Julie Triquet has unconditional love for music and for her violin. She is partial to J. S. Bach. She admits that she becomes attached to the pieces that she works on. “I invest a lot of myself when I learn a new piece. For example, I like to learn all about the context of its creation.”
What interests Julie Triquet, besides music? “I would love to do humanitarian work in developing countries.” A generous woman who beautifies our lives with music.

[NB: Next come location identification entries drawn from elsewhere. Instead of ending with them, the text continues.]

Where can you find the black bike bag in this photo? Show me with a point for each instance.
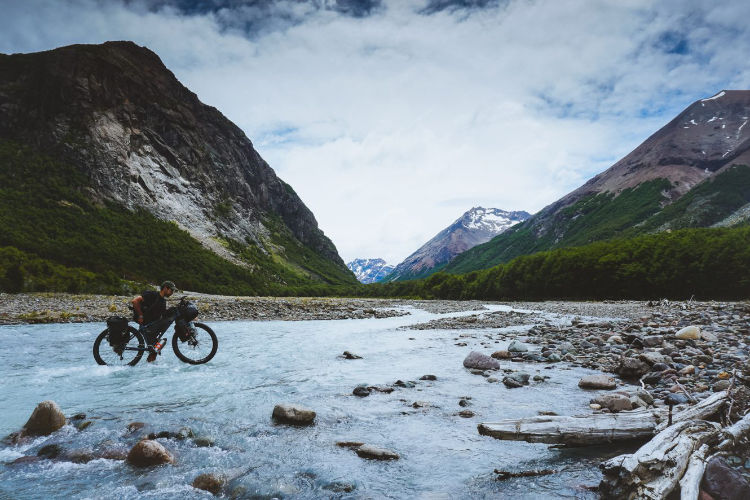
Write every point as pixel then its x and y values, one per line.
pixel 118 330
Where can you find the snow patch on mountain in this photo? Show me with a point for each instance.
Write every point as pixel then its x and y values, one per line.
pixel 370 270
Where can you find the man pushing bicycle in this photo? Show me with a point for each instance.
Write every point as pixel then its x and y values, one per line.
pixel 151 306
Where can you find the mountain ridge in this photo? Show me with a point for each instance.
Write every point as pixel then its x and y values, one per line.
pixel 474 227
pixel 708 141
pixel 142 140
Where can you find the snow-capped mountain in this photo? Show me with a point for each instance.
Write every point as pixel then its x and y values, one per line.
pixel 370 270
pixel 474 227
pixel 693 172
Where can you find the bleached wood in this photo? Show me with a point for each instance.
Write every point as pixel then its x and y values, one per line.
pixel 655 469
pixel 690 484
pixel 734 432
pixel 700 411
pixel 577 430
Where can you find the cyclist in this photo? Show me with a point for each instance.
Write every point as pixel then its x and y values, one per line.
pixel 150 306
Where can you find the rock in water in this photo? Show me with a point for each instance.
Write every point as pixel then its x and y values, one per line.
pixel 209 482
pixel 721 481
pixel 691 332
pixel 375 453
pixel 516 346
pixel 632 368
pixel 293 414
pixel 147 453
pixel 613 402
pixel 45 419
pixel 480 361
pixel 597 382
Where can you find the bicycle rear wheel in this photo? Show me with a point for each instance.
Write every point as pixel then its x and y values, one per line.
pixel 126 354
pixel 199 347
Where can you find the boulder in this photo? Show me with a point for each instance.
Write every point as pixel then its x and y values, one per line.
pixel 516 380
pixel 632 368
pixel 293 414
pixel 691 332
pixel 480 361
pixel 361 391
pixel 721 481
pixel 516 346
pixel 597 382
pixel 209 482
pixel 375 453
pixel 501 355
pixel 613 401
pixel 147 453
pixel 45 419
pixel 653 358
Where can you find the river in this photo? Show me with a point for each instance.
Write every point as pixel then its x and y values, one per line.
pixel 229 402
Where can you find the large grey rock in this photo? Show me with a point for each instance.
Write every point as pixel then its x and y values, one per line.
pixel 516 346
pixel 653 358
pixel 691 332
pixel 45 419
pixel 147 453
pixel 376 453
pixel 480 361
pixel 597 382
pixel 516 380
pixel 293 414
pixel 613 401
pixel 632 368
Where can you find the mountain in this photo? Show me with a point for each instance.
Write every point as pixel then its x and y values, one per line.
pixel 476 226
pixel 369 270
pixel 120 134
pixel 693 172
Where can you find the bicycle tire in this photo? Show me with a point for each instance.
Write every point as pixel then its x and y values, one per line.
pixel 104 352
pixel 186 351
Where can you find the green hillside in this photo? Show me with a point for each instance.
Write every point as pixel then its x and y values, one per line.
pixel 48 219
pixel 599 217
pixel 702 263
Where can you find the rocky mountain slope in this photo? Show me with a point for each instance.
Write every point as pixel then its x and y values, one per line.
pixel 691 173
pixel 474 227
pixel 370 270
pixel 137 139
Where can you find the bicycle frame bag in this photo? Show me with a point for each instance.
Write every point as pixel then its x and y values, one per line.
pixel 118 330
pixel 155 329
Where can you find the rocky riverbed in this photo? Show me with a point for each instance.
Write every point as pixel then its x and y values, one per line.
pixel 69 308
pixel 519 359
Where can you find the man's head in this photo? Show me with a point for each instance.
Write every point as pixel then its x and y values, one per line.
pixel 168 288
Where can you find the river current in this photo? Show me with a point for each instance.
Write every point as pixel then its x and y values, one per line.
pixel 228 403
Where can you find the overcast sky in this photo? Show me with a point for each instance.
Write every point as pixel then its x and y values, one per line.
pixel 390 118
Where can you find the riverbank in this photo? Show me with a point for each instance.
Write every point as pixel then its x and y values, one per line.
pixel 34 308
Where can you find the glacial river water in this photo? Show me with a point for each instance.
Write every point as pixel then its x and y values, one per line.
pixel 259 364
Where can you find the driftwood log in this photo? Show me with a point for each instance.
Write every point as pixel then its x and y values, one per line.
pixel 676 457
pixel 656 468
pixel 583 430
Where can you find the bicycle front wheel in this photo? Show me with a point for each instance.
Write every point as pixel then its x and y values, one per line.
pixel 125 354
pixel 199 347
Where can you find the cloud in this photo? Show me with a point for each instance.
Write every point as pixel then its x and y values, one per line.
pixel 385 116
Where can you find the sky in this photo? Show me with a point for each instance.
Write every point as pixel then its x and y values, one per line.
pixel 390 118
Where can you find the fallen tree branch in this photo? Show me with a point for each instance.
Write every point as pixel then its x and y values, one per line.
pixel 690 484
pixel 583 430
pixel 502 475
pixel 577 430
pixel 655 469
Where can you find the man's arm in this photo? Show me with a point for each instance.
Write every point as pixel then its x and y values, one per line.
pixel 137 307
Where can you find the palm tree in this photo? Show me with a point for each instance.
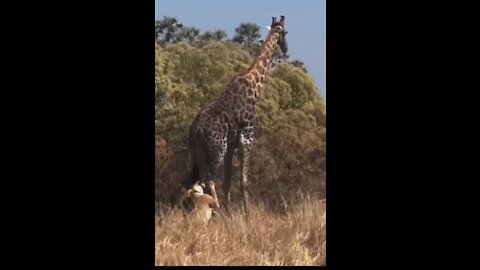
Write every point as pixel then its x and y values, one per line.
pixel 169 28
pixel 217 35
pixel 189 34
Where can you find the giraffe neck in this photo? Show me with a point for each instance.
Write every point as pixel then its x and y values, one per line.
pixel 261 64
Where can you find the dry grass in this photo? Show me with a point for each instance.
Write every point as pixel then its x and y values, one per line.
pixel 267 239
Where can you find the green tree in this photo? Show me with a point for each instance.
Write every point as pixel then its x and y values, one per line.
pixel 189 34
pixel 217 35
pixel 167 29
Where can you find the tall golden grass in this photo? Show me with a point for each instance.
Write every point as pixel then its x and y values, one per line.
pixel 294 238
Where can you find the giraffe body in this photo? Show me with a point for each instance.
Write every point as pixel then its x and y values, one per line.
pixel 229 122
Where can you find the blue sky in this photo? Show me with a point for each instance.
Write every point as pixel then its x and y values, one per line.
pixel 305 21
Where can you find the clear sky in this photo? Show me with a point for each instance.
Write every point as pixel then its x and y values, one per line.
pixel 305 21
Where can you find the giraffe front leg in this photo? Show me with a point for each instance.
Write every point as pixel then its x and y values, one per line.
pixel 245 146
pixel 228 172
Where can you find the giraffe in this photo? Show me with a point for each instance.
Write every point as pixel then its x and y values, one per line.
pixel 229 122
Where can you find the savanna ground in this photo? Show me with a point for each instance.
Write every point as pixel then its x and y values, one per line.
pixel 295 237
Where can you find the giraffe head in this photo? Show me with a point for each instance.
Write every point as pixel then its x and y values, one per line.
pixel 279 27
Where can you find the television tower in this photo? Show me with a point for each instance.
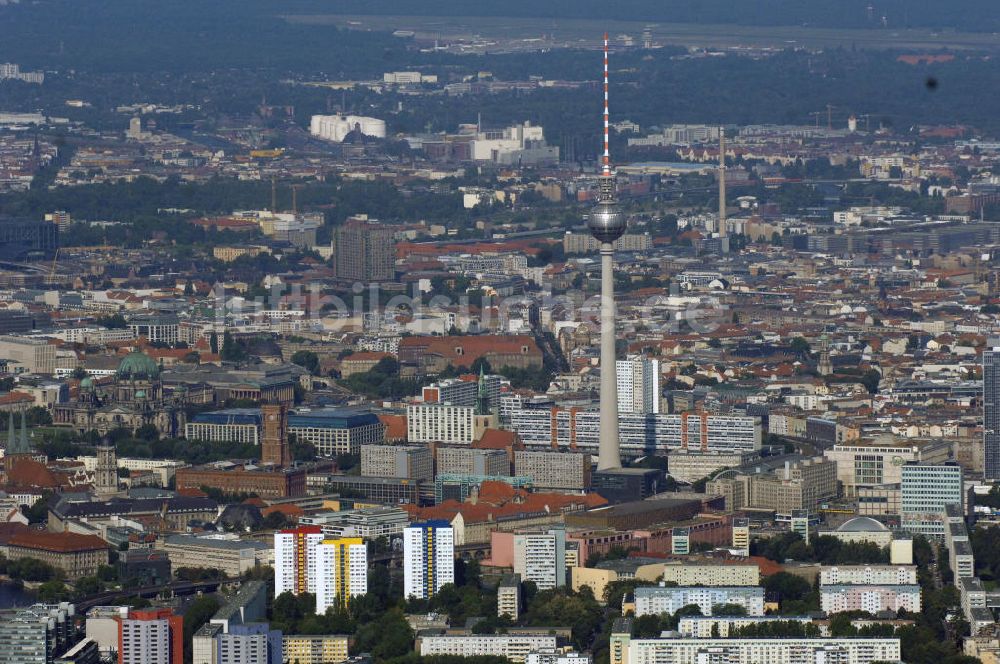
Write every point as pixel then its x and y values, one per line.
pixel 607 223
pixel 723 240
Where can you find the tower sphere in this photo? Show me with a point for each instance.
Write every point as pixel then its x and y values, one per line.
pixel 606 221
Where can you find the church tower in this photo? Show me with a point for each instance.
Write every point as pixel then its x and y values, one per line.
pixel 274 445
pixel 106 472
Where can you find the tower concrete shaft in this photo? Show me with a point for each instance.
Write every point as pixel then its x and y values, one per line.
pixel 722 182
pixel 609 454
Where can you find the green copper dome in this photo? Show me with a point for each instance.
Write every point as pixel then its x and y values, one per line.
pixel 138 365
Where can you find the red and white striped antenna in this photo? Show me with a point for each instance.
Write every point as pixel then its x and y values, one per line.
pixel 606 160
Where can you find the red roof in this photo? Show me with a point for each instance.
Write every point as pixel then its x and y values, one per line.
pixel 366 356
pixel 57 542
pixel 15 398
pixel 496 439
pixel 395 426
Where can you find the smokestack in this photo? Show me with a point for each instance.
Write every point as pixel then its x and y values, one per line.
pixel 722 182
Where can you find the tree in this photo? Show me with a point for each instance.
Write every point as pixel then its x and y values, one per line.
pixel 198 613
pixel 53 591
pixel 871 379
pixel 306 359
pixel 387 636
pixel 787 586
pixel 88 585
pixel 800 346
pixel 232 350
pixel 729 610
pixel 480 364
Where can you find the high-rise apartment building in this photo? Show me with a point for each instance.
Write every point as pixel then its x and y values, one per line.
pixel 248 644
pixel 461 392
pixel 410 461
pixel 363 251
pixel 928 488
pixel 554 469
pixel 509 596
pixel 458 460
pixel 333 569
pixel 36 634
pixel 295 560
pixel 741 536
pixel 153 636
pixel 428 558
pixel 991 413
pixel 440 423
pixel 639 433
pixel 341 572
pixel 638 385
pixel 541 557
pixel 274 448
pixel 654 600
pixel 35 356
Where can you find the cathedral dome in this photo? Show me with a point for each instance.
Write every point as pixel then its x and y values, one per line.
pixel 138 365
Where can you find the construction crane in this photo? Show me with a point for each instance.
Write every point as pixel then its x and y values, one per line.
pixel 52 270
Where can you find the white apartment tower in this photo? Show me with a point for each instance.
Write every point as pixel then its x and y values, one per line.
pixel 428 558
pixel 342 572
pixel 541 557
pixel 295 560
pixel 638 385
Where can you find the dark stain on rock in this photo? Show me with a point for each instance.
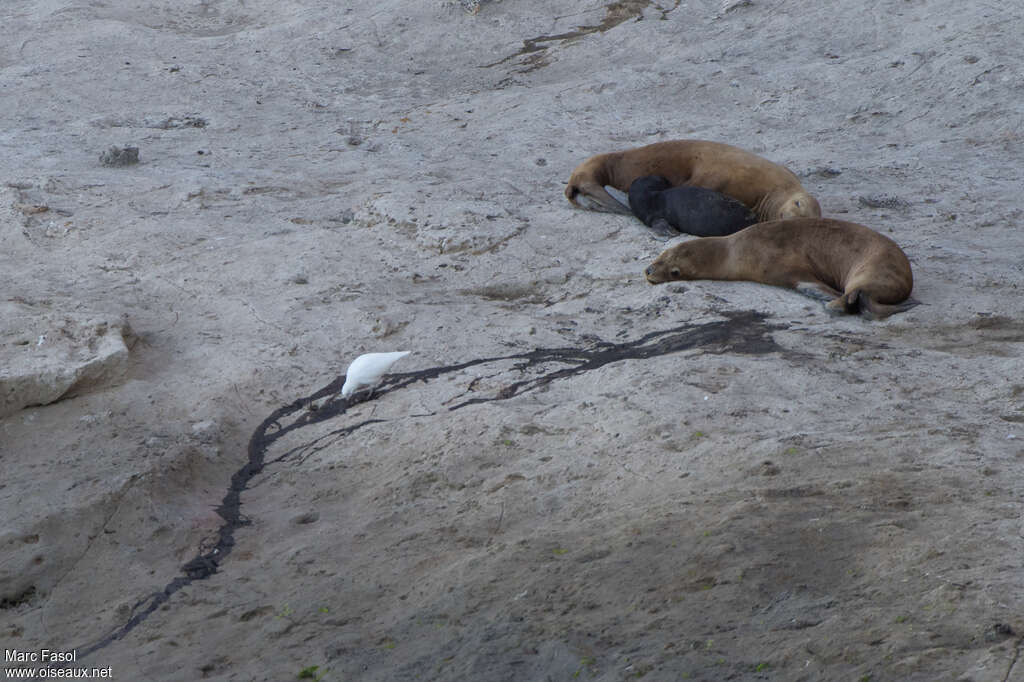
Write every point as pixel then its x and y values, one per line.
pixel 744 333
pixel 614 14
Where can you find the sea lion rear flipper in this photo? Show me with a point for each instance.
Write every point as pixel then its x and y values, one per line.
pixel 875 310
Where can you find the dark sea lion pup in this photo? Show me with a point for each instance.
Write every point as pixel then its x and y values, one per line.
pixel 669 210
pixel 769 189
pixel 852 266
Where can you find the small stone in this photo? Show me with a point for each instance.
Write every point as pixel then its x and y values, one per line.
pixel 117 157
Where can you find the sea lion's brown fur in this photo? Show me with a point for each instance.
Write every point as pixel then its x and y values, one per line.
pixel 854 266
pixel 769 189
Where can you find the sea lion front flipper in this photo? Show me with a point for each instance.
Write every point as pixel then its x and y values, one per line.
pixel 663 229
pixel 619 196
pixel 821 292
pixel 594 198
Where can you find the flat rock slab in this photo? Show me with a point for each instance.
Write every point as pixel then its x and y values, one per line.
pixel 45 356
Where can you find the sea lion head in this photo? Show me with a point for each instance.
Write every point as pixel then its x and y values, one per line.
pixel 675 263
pixel 800 205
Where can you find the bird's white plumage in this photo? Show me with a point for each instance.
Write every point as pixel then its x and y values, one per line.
pixel 368 370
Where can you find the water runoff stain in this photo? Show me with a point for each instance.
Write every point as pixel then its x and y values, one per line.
pixel 743 333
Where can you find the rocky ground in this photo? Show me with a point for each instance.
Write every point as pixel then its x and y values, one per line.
pixel 576 474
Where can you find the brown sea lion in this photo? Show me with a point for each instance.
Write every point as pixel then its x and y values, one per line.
pixel 852 266
pixel 769 189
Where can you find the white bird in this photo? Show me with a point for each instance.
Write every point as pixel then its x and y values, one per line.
pixel 368 370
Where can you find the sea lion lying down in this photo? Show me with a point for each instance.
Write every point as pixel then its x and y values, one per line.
pixel 854 267
pixel 669 210
pixel 769 189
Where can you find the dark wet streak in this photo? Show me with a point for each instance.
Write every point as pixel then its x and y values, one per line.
pixel 743 333
pixel 615 13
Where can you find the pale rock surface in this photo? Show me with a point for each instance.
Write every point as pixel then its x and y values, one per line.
pixel 583 476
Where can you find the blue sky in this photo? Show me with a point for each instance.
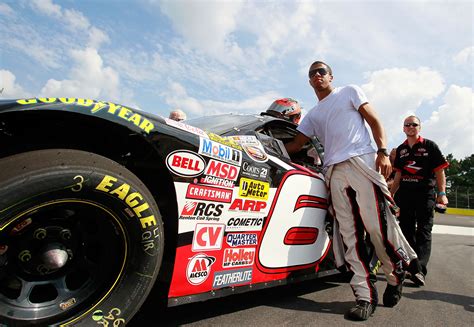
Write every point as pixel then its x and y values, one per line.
pixel 207 57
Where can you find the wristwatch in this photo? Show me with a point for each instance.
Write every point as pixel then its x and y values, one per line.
pixel 383 151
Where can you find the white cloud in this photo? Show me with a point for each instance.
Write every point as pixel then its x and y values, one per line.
pixel 397 92
pixel 464 57
pixel 89 79
pixel 177 97
pixel 451 125
pixel 8 86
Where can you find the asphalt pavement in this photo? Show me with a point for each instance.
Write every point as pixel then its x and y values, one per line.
pixel 446 300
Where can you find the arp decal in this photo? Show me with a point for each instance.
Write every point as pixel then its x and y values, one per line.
pixel 208 193
pixel 241 239
pixel 201 211
pixel 220 151
pixel 198 268
pixel 247 205
pixel 96 106
pixel 254 171
pixel 208 237
pixel 295 225
pixel 244 224
pixel 185 163
pixel 250 188
pixel 185 127
pixel 231 277
pixel 238 257
pixel 133 199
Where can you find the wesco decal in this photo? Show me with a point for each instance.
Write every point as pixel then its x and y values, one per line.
pixel 250 188
pixel 134 200
pixel 241 239
pixel 247 205
pixel 232 277
pixel 208 237
pixel 220 151
pixel 208 193
pixel 185 163
pixel 95 106
pixel 240 257
pixel 198 268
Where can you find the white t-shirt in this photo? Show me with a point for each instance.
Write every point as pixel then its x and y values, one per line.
pixel 336 121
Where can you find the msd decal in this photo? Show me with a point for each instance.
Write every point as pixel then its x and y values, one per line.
pixel 185 163
pixel 247 205
pixel 220 151
pixel 198 268
pixel 208 193
pixel 240 257
pixel 208 237
pixel 250 188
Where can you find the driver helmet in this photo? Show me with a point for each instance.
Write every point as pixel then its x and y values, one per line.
pixel 286 108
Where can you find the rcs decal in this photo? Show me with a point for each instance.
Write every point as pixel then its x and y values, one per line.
pixel 295 226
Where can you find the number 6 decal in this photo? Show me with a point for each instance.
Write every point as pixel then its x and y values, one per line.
pixel 294 235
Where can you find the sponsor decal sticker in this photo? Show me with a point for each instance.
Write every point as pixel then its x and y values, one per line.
pixel 244 223
pixel 208 237
pixel 185 127
pixel 208 193
pixel 185 163
pixel 241 239
pixel 250 188
pixel 247 205
pixel 198 268
pixel 232 277
pixel 240 257
pixel 220 151
pixel 254 171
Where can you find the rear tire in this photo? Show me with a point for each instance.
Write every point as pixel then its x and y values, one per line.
pixel 81 240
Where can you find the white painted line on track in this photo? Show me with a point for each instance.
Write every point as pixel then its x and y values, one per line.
pixel 453 230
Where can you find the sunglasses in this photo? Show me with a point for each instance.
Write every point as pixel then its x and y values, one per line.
pixel 321 71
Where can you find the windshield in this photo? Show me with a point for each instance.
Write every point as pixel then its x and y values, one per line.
pixel 220 124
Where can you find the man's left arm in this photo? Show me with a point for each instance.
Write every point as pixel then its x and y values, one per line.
pixel 441 184
pixel 382 162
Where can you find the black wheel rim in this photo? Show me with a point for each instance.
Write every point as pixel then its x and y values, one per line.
pixel 59 260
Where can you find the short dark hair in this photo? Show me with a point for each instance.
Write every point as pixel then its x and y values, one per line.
pixel 322 63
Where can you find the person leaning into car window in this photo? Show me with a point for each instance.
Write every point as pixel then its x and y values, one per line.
pixel 286 108
pixel 177 115
pixel 357 190
pixel 419 166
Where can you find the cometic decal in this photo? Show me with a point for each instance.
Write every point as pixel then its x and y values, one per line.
pixel 96 106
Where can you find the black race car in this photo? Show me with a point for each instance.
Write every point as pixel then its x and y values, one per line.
pixel 101 204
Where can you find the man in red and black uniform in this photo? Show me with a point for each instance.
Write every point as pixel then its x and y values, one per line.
pixel 419 167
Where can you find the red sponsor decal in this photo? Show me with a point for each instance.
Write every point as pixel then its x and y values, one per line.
pixel 208 193
pixel 185 163
pixel 208 237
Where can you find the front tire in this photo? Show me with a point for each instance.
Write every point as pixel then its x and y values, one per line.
pixel 81 239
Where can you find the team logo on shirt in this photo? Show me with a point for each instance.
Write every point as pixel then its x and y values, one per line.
pixel 411 168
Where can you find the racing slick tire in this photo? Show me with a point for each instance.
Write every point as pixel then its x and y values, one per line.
pixel 81 240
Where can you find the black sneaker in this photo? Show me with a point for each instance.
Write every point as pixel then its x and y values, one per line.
pixel 392 295
pixel 418 279
pixel 362 310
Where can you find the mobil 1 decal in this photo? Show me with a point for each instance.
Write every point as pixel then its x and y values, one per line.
pixel 252 147
pixel 220 151
pixel 255 171
pixel 185 163
pixel 220 173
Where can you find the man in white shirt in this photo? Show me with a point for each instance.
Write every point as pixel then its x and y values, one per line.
pixel 338 120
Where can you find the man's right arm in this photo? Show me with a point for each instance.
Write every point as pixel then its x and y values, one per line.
pixel 298 141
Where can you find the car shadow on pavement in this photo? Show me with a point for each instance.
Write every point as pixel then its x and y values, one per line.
pixel 285 296
pixel 462 300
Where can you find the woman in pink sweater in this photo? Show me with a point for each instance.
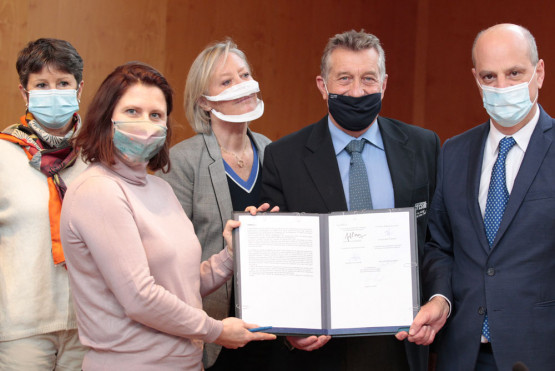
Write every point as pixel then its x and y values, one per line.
pixel 132 254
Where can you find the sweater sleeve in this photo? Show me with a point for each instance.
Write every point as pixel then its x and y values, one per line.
pixel 101 216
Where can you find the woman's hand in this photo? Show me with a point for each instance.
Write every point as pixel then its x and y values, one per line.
pixel 236 334
pixel 228 233
pixel 264 207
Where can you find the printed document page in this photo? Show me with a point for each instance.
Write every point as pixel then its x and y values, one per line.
pixel 370 270
pixel 280 270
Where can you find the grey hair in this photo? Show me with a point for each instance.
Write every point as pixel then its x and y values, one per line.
pixel 532 47
pixel 355 41
pixel 198 81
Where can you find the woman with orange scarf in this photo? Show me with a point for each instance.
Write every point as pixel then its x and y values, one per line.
pixel 37 320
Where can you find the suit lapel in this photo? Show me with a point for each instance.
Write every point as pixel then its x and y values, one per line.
pixel 218 177
pixel 540 141
pixel 321 165
pixel 475 157
pixel 400 161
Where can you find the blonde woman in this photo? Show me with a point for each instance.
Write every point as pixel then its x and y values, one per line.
pixel 218 171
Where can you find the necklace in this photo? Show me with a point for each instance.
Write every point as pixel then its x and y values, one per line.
pixel 239 160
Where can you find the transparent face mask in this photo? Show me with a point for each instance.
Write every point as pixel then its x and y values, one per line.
pixel 53 108
pixel 238 91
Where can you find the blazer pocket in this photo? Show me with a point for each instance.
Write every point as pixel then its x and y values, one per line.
pixel 546 304
pixel 539 195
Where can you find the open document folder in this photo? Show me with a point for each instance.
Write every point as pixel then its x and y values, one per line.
pixel 347 273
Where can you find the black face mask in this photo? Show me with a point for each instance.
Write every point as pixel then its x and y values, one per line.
pixel 355 113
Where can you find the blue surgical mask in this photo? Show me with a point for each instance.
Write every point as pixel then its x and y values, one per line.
pixel 138 141
pixel 508 106
pixel 53 108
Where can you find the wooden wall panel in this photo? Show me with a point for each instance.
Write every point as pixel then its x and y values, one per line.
pixel 427 44
pixel 106 33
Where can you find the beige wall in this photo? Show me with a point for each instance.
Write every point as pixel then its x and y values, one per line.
pixel 427 46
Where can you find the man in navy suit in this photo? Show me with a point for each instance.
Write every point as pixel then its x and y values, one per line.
pixel 308 171
pixel 495 292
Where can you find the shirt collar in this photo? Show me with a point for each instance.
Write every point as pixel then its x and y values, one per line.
pixel 340 139
pixel 521 137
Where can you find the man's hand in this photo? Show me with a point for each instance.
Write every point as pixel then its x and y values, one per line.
pixel 308 343
pixel 429 320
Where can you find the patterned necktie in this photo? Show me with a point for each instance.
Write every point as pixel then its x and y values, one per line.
pixel 498 196
pixel 359 189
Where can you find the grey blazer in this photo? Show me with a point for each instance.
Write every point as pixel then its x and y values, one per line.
pixel 198 179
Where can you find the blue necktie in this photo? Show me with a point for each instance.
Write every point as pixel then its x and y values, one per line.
pixel 498 196
pixel 359 188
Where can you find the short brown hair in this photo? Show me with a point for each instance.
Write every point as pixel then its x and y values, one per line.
pixel 95 136
pixel 40 53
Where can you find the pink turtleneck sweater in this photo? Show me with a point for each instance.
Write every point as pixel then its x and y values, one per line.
pixel 135 272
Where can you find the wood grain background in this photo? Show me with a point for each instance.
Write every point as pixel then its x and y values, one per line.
pixel 427 45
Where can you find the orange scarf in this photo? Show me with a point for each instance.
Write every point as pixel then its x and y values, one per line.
pixel 51 162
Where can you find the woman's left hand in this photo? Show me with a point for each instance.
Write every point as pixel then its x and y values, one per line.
pixel 264 207
pixel 229 227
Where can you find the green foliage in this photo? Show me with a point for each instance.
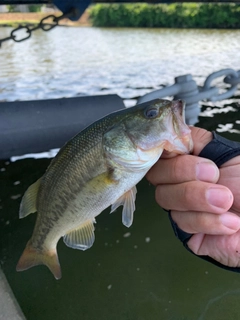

Cousineau. The name is familiar to more than a few music lovers. The daughter of eminent violinist, composer, and founder of the Petits Violons school Jean Cousineau, Yukari has become a key figure in the Québec music scene. We sat down to meet with this leading violinist.
Yukari Cousineau says that from the start, music was in her DNA. “I’m like Obélix – I fell into it when I was little,” she laughs. This precocious immersion is the source of many precious memories for the musician. One of her earliest experiences with the art was through the Claude Jutra film Mon oncle Antoine, for which her father composed the soundtrack. “I have this vivid memory of sitting on his lap and listening to him talk about the film and the recording sessions.”
Then, at five, she first touched a bow to the strings of a violin. Since then, it’s been a companion that follows her closely. The years at Petits Violons were beautiful ones. “I preferred being with the orchestra on weekends rather than skiing with my friends.” Then, in her early twenties, Cousineau was torn by doubts; she wandered into philosophy and literature. “I had always played violin and I had never asked myself about my future. Also, I was always open to other things.” Two years of hesitation passed, which she describes as having been necessary and revealing. However, the call of the violin was always there. “One morning, I was practicing and I didn’t notice time passing. I had missed my class. That was the moment that I decided to enroll in music at university.”
She finished her studies at the Department of Music at UQÀM with Martin Foster, who would become a mentor and especially a friend. At the end of her studies, Cousineau received the best grade on a final exam ever awarded in the history of the department, all instruments included.
In January 2010, Cousineau was named concertmaster of the Orchestre Métropolitain, where she has been a member since 1998. She occupied the post of assistant violin until 2003, and associate principal viola from 2003 to 2009. It’s a role that she has taken on with rigour and discipline, but also with a lot of humanity.
“Being concertmaster is a great challenge on many levels. You need to have a substantial reading of the conductor and unparalleled concentration. It’s also necessary to find the spark that will inspire other musicians to follow you. It’s a bit like being a second conductor after the maestro.”
Whether it’s as a soloist, chamber musician, or orchestral musician, Yukari Cousineau has a continual desire to transmit her passionate love of music. She believes deeply that music is a formidable means of communication and expression. Yukari Cousineau is an inspiring woman and an exceptional musician.